In the Studio with Khen Shish

Khen Shish’s minimalistic studio is in contrast to her warm personality and large striking canvases. Open and unbarred, we quickly shared a report of old friends as we sipped tea and discussed her impressive career. I instantly forgot about my list of questions as Khen unprompted disclosed her intimate feelings about each of her paintings.

Positioning each large canvas, Shish began to explain the recurring motifs in her work. Her entire oeuvre is highly autobiographical both consciously and subconsciously. Khen explained that this aspect of her work is a result of her unique childhood in the northern Israeli town of Tzfat (aka Safed), which is known as a hub for Jewish mysticism or Kabbalah.

Observing one of her paintings and lost in her own reminiscent memories, Khen shared, “all the time we were without shoes, running in the forest”. This total freedom and connection to nature defined her most influential years. Looking at a large canvas covered in partially abstract birds, deer, owls and other forest creatures, Khen often mentions her mother, a woman she remembers fondly for her spiritual aura. When I asked her why she often depicts these animals, she explained, “I think it’s two things: first, I have a very mystic mother and second, I grew up in Tzfat, in the north in the mountains and we lived in nature, by the forest”.

This respect for mother earth and the natural world are evident in the majority of Khen’s works. However there are many references to classical art history as well and Khen cites prolific artists such as Mark Rothko, Cy Twombly, and Paul Cezanne as major inspirations. As a young eager artist traveling abroad in her early twenties, Shish felt enlightened by the work of Rothko. Leaning in close and choosing her words carefully, she told me, “I saw an exhibition of Rothko’s work at The Tate and it really changed my life”.

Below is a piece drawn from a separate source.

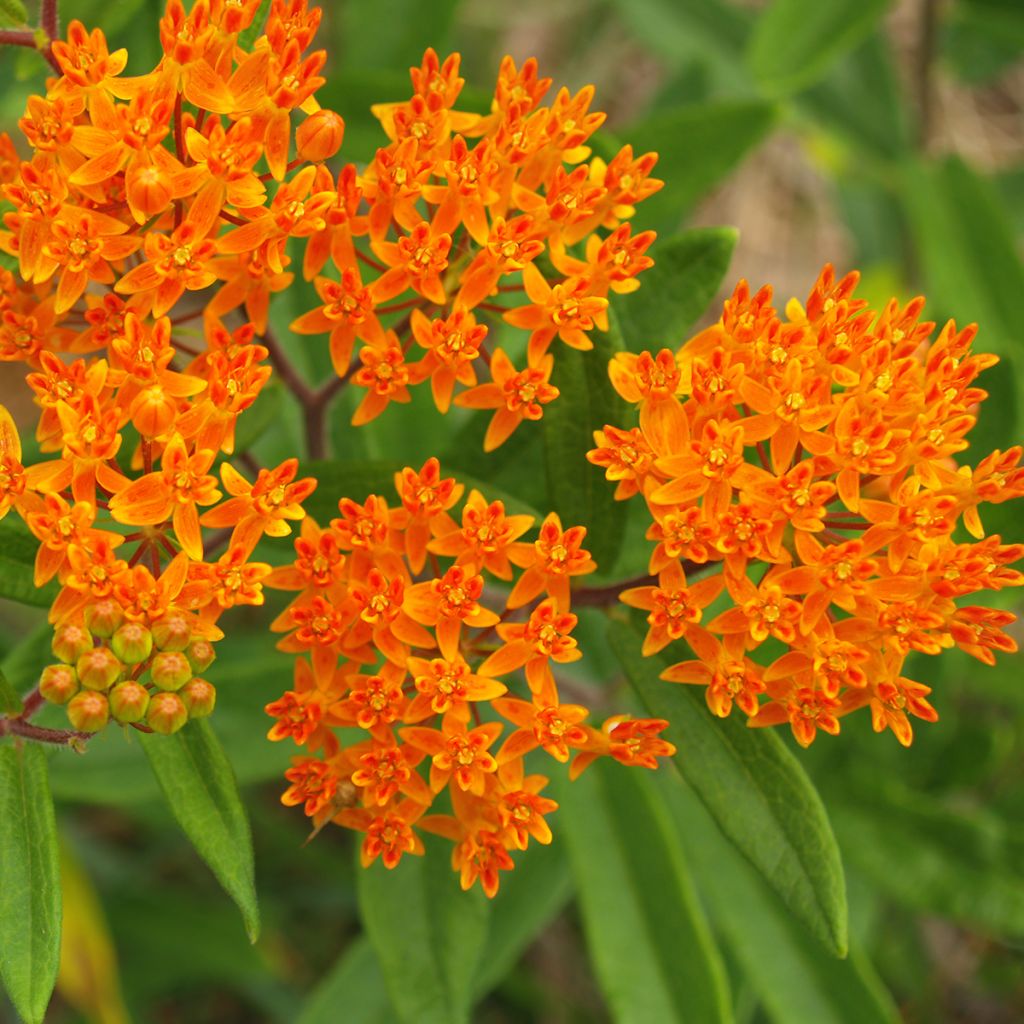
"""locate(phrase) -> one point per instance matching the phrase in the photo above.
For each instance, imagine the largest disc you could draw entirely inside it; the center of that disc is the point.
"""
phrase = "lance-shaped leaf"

The motifs in her work change as she moves through different stages of her life. For example the work she created during her pregnancy is heavy with maternal imagery. Now that she has come into maturity as an artist she has begun to combine all of these inspirational aspects on one canvas.

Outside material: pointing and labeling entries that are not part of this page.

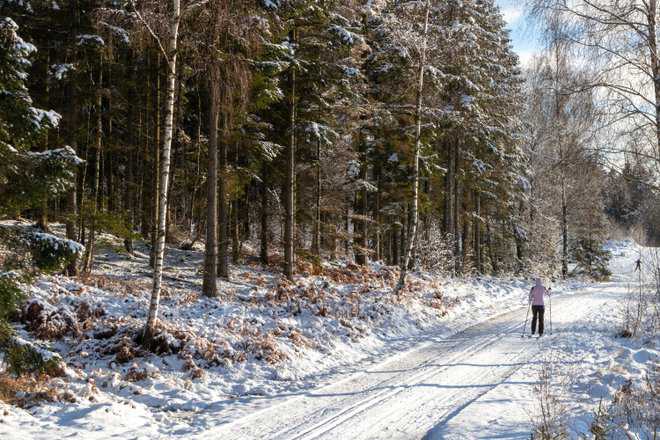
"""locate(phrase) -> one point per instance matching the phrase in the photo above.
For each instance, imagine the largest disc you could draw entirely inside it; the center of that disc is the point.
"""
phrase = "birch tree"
(169, 49)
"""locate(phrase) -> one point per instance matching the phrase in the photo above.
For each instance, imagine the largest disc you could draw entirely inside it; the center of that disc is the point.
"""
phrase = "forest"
(291, 134)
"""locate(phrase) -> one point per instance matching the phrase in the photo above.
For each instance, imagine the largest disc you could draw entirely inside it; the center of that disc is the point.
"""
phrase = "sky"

Khen’s work is also incredibly physical. Her tactile and highly involved works show evidence of places she has completely abandoned paintbrushes and worked the canvas with her fingertips to create a unique paint texture. During one visit to her studio as we stood and pondered a large dark green painting she nonchalantly picked up a can of gold paint and started marking the canvas without hesitation. Putting paint to canvas is a spiritual experience for her as an artist and she can always feel when a canvas can give more or when it is truly complete as a work of art.

When asked about what inspires her, Shish answered cryptically, “I see everything”. From the mystical to the natural and the personal, I feel lucky to have experienced some of Khen’s spiritual visions through her ethereal paintings.